- Cover of the Belgian edition
- Date: 1948
- Series: Spirou et Fantasio
- Publisher: Dupuis

Creative team
- Writers: Jijé
- Artists: Jijé

Original publication
- Published in: Spirou magazine
- Issues: 35/43 - #423
- Date of publication: 1943 - 1946
- Language: French

Chronology
- Followed by: Spirou et Fantasio, 1948

= Spirou et l'aventure =

1948 comic album by Jijé

Spirou et l'aventure, written and drawn by Jijé, is the first published album containing Spirou et Fantasio adventures. The 6 featured stories were produced during and after World War II, and serialised in the Franco-Belgian comics magazine Le journal de Spirou (Spirou magazine) during this unusual period. They were assembled and published as a hardcover album in 1948 and feature the first appearances of Fantasio.

==Story==
Contains the stories:
- Le meeting aérien (1943)
- Autour du monde avec le pilote rouge (1944)
- Le voyage dans le temps (1944–45)
- L'enlèvement de Spip (1945)
- La jeep de Fantasio (1945–46)
- Fantasio et le Fantôme (1946)

==Background==
These stories are considered Jijé's 4th-9th Spirou stories, independent of the work when he functioned as a collaborator on the earliest work by Rob-Vel.

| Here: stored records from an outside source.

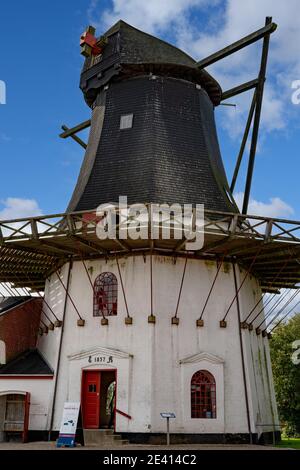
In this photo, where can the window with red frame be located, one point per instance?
(203, 395)
(105, 295)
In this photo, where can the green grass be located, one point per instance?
(291, 443)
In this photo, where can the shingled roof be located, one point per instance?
(130, 51)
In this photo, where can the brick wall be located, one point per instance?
(19, 327)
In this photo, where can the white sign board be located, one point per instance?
(70, 418)
(167, 415)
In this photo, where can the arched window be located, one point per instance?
(105, 295)
(203, 395)
(2, 352)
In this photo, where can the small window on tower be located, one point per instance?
(126, 121)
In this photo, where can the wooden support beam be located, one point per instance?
(239, 89)
(238, 45)
(69, 132)
(94, 246)
(256, 122)
(74, 137)
(244, 142)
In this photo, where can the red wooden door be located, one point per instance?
(91, 400)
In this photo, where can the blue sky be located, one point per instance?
(40, 64)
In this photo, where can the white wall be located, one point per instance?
(153, 369)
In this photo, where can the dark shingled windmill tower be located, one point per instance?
(153, 135)
(177, 328)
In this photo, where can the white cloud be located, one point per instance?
(151, 16)
(14, 208)
(232, 20)
(274, 208)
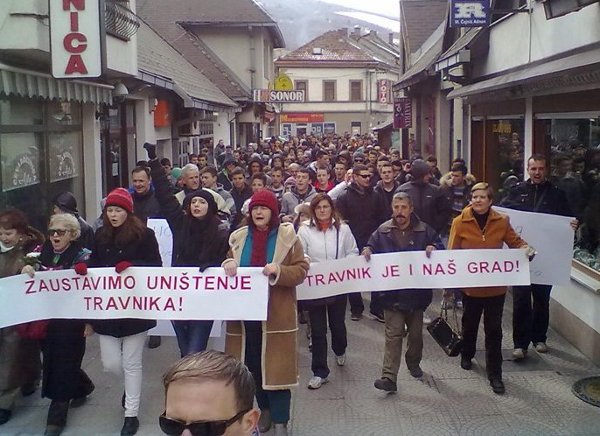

This collection is not regarded among the regular series as it had limited publication, and some of the original plates are thought to be lost.

Two of the stories, La jeep de Fantasio and Fantasio et le Fantôme were later published in the "hors-séries" albums, HS2 Radar le robot and HS4 Fantasio et le fantôme et 4 autres aventures.